Why Use Scaling Configurations?

  • Automatic Scaling: Scaling configurations eliminate the need for manual intervention to adjust resources as your application's traffic or processing needs change.
  • Improved Performance: Automatic scaling ensures your application has sufficient resources to handle peak loads, preventing performance degradation due to resource constraints.
  • Cost Optimization: By scaling down resources during low-traffic periods, you can optimize your Hostless resource utilization and potentially reduce costs.
  • High Availability: Scaling configurations play a critical role in achieving High Availability (HA) for your application. HA minimizes downtime and ensures continuous operation by automatically scaling in response to failures or increased demand.
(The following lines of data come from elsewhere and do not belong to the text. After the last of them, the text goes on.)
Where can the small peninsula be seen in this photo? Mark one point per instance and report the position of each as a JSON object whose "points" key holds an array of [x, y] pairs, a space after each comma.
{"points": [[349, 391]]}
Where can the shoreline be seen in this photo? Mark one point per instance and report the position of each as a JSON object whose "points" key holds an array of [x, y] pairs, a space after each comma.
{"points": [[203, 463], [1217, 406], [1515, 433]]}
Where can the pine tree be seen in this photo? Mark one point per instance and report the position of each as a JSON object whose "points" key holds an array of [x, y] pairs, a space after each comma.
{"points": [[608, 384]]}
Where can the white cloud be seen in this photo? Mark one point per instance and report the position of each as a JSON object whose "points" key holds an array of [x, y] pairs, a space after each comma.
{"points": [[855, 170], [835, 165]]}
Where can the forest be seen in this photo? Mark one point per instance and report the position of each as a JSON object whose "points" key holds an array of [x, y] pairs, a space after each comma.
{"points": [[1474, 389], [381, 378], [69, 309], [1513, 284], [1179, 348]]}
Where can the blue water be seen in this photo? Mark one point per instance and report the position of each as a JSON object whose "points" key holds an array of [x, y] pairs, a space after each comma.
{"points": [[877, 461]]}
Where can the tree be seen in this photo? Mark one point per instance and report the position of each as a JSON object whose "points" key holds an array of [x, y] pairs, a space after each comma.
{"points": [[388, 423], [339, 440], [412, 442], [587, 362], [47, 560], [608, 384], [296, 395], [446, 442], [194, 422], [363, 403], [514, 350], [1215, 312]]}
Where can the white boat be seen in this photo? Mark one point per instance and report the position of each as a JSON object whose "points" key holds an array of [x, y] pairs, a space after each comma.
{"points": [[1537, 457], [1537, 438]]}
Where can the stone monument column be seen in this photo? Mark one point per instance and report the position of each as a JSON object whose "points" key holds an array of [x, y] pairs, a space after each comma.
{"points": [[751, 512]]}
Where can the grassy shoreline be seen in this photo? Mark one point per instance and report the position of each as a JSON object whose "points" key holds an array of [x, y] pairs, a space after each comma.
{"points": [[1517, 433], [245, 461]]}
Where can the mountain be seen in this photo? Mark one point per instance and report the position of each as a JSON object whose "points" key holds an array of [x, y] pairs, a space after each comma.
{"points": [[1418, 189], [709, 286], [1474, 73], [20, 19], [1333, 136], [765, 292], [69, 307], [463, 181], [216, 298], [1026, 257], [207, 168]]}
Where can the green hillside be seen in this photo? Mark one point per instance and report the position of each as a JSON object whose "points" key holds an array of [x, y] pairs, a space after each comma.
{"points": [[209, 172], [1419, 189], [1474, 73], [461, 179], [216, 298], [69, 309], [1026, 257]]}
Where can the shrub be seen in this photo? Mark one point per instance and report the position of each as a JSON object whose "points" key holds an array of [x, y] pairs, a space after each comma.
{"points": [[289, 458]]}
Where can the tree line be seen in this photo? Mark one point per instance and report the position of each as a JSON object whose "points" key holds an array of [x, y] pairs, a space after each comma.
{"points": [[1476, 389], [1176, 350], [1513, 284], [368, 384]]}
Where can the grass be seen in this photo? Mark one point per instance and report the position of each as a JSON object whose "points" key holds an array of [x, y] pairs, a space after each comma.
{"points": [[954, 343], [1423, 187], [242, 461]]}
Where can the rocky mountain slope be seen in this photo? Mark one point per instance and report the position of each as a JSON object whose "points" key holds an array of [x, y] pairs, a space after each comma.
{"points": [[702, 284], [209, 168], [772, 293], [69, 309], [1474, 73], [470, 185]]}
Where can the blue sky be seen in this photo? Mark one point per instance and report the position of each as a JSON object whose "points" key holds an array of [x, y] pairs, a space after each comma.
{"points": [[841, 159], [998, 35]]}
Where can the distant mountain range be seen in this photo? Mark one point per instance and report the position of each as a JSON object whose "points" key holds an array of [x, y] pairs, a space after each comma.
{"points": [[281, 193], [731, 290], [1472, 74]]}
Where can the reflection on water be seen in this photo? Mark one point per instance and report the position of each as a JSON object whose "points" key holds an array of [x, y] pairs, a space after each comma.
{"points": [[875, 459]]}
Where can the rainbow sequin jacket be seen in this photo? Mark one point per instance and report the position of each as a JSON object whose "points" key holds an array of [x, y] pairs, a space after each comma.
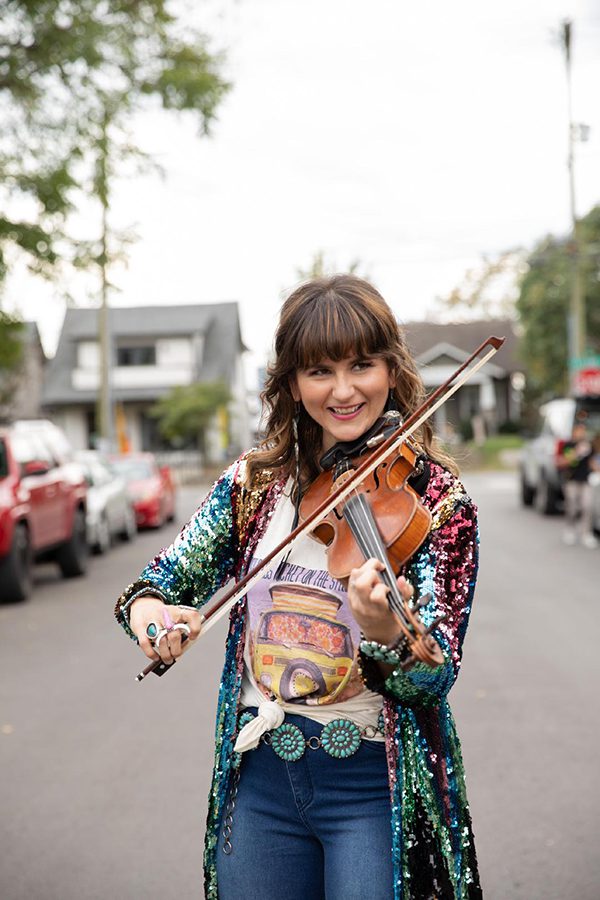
{"points": [[432, 840]]}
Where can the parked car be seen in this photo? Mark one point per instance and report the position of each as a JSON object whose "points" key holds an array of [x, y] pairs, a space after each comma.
{"points": [[150, 487], [42, 505], [540, 480], [110, 512]]}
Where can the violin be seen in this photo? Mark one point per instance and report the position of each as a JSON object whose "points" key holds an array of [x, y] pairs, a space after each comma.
{"points": [[383, 518], [418, 640]]}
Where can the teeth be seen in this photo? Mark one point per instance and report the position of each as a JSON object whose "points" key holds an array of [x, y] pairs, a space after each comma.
{"points": [[345, 410]]}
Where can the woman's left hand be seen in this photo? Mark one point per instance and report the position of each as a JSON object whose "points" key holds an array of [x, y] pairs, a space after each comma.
{"points": [[367, 595]]}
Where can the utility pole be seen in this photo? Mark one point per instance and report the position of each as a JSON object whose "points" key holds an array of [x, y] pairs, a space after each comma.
{"points": [[576, 316], [105, 400]]}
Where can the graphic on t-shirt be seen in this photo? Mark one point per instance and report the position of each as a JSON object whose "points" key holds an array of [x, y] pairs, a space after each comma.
{"points": [[301, 652]]}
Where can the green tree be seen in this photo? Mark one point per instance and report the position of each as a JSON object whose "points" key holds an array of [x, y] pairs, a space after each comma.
{"points": [[11, 354], [184, 413], [488, 290], [73, 74], [543, 307], [69, 69]]}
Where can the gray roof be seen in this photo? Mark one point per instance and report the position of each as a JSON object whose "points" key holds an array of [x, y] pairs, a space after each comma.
{"points": [[218, 323], [466, 336]]}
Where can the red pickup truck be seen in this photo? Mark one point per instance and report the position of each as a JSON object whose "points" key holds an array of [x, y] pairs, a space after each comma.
{"points": [[42, 506]]}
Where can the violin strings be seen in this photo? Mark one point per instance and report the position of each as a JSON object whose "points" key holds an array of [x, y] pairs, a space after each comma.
{"points": [[371, 544]]}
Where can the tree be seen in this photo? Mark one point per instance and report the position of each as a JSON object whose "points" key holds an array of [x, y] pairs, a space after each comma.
{"points": [[11, 355], [543, 307], [68, 70], [185, 412], [487, 291], [73, 73]]}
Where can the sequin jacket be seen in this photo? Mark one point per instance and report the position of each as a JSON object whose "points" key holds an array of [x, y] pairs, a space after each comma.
{"points": [[433, 849]]}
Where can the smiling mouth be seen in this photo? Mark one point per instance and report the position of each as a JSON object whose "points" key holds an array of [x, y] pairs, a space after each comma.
{"points": [[345, 412]]}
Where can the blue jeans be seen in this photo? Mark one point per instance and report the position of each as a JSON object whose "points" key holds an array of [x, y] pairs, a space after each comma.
{"points": [[315, 829]]}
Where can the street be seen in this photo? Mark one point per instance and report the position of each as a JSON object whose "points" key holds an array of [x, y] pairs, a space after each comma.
{"points": [[104, 780]]}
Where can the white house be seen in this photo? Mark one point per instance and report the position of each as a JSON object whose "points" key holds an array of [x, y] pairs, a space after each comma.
{"points": [[154, 348]]}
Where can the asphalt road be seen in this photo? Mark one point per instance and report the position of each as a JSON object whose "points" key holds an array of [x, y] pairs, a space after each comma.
{"points": [[104, 780]]}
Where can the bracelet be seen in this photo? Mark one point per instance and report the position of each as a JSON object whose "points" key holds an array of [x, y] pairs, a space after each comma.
{"points": [[122, 610], [380, 652]]}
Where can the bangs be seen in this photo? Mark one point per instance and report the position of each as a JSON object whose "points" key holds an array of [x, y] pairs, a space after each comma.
{"points": [[335, 327]]}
Scaling Configuration Parameters

Hostless allows you to configure resource allocation on a per-replica basis. This defines the minimum and maximum resource limits for each instance (replica) of your application within the Hostless environment. These parameters include:

  • Minimum Replicas (Instances): Set the minimum number of application instances that Hostless will always maintain running, regardless of the workload. This ensures your application has a base level of resources available.
  • Maximum Replicas (Instances): Define the maximum number of application instances Hostless can launch to handle peak workloads. This helps prevent uncontrolled scaling beyond your desired capacity.
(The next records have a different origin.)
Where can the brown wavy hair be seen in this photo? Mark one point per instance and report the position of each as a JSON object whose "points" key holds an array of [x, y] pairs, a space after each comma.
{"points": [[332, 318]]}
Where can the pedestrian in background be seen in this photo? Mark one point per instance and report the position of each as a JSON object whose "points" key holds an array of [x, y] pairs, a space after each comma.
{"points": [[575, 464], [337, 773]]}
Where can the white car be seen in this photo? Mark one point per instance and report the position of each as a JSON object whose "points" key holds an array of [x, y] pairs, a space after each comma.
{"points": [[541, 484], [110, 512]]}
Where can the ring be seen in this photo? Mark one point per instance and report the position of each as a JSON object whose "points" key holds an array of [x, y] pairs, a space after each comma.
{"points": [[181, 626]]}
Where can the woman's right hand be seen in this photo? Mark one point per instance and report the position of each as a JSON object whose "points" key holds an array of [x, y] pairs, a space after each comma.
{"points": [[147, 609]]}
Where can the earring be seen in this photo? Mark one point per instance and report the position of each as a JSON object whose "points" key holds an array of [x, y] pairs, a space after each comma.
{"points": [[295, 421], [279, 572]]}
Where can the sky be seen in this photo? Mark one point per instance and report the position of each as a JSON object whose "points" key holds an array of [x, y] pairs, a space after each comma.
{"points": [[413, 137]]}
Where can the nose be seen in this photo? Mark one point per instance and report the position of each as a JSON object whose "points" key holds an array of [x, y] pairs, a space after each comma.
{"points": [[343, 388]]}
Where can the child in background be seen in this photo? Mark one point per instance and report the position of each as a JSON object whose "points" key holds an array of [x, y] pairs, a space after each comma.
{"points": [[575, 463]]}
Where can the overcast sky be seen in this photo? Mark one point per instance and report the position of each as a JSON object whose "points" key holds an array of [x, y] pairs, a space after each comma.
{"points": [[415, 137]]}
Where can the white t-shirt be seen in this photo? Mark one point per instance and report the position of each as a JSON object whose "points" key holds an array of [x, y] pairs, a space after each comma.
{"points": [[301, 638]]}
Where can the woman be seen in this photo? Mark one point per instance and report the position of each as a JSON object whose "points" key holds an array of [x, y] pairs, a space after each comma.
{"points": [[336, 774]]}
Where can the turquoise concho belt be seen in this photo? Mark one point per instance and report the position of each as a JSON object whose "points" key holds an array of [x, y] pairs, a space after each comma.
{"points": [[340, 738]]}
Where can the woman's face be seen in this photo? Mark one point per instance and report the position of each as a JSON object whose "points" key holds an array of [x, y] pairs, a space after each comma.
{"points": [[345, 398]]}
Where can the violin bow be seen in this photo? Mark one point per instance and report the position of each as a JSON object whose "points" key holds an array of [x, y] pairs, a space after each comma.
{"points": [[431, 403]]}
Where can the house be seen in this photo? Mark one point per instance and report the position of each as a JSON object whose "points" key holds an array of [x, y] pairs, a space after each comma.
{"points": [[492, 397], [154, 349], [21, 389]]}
  • Max Concurrent Requests per Replica: This parameter allows you to specify the maximum number of concurrent requests a single application instance can handle. When this limit is reached, Hostless will trigger scaling to add more instances provided it has not reached the max replicas(instances)
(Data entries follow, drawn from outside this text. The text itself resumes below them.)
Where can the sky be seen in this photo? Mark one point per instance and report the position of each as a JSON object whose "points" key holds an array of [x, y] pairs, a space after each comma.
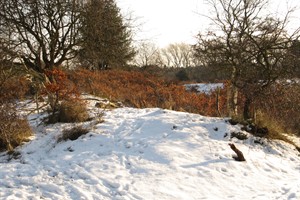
{"points": [[173, 21]]}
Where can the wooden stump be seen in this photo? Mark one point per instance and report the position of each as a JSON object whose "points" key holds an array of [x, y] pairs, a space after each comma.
{"points": [[239, 155]]}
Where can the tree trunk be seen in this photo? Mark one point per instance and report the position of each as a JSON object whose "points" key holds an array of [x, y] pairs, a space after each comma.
{"points": [[232, 100], [246, 110], [239, 155]]}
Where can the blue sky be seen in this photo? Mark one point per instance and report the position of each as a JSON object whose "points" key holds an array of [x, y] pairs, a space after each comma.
{"points": [[170, 21]]}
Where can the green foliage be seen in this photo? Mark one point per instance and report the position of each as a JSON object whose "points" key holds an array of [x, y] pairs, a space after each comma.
{"points": [[106, 36]]}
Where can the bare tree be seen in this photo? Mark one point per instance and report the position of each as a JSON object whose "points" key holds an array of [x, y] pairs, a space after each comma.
{"points": [[248, 44], [147, 54], [178, 55], [43, 34]]}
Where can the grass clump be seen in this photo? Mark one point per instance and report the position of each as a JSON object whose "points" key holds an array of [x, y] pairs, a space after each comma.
{"points": [[72, 134], [69, 111], [73, 111], [13, 129]]}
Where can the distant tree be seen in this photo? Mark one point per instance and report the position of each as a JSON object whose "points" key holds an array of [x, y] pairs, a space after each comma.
{"points": [[178, 55], [182, 75], [251, 46], [107, 38], [147, 54]]}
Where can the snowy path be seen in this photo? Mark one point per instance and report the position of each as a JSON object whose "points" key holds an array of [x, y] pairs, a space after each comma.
{"points": [[149, 154]]}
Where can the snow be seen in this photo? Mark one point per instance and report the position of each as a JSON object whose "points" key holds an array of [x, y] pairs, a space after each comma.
{"points": [[148, 154], [204, 87]]}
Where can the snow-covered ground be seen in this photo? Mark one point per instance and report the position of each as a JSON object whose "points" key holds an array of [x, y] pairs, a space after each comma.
{"points": [[148, 154]]}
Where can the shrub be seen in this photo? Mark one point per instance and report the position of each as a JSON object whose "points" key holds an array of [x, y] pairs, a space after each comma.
{"points": [[69, 111], [144, 90], [72, 134], [13, 129]]}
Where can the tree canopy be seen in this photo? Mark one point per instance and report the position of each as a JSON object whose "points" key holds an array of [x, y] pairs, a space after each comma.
{"points": [[106, 36]]}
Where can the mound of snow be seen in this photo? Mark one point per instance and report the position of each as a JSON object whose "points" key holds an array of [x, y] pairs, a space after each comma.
{"points": [[149, 154]]}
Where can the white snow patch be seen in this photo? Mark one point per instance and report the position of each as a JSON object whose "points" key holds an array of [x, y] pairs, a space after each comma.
{"points": [[148, 154]]}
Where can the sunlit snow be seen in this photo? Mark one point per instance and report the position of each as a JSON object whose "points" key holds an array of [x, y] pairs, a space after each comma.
{"points": [[148, 154]]}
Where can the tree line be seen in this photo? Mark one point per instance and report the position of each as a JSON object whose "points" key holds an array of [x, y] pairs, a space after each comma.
{"points": [[252, 48]]}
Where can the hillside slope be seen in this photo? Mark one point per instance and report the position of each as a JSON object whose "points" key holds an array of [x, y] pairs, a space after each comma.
{"points": [[149, 154]]}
  • Minimum Memory per Replica: Define the minimum amount of memory allocated to each application instance (in MB). This ensures each instance has sufficient memory to function properly.
  • Maximum Memory per Replica: Set the maximum memory limit per application instance (in MB). This can help prevent individual instances from consuming excessive resources.
  • Minimum CPU per Replica: Define the minimum number of virtual CPUs (vCPU) allocated to each application instance. vCPUs provide processing power for each instance.
  • Maximum CPU per Replica: Set the maximum vCPU limit per application instance. This can help control overall resource consumption within your Hostless environment.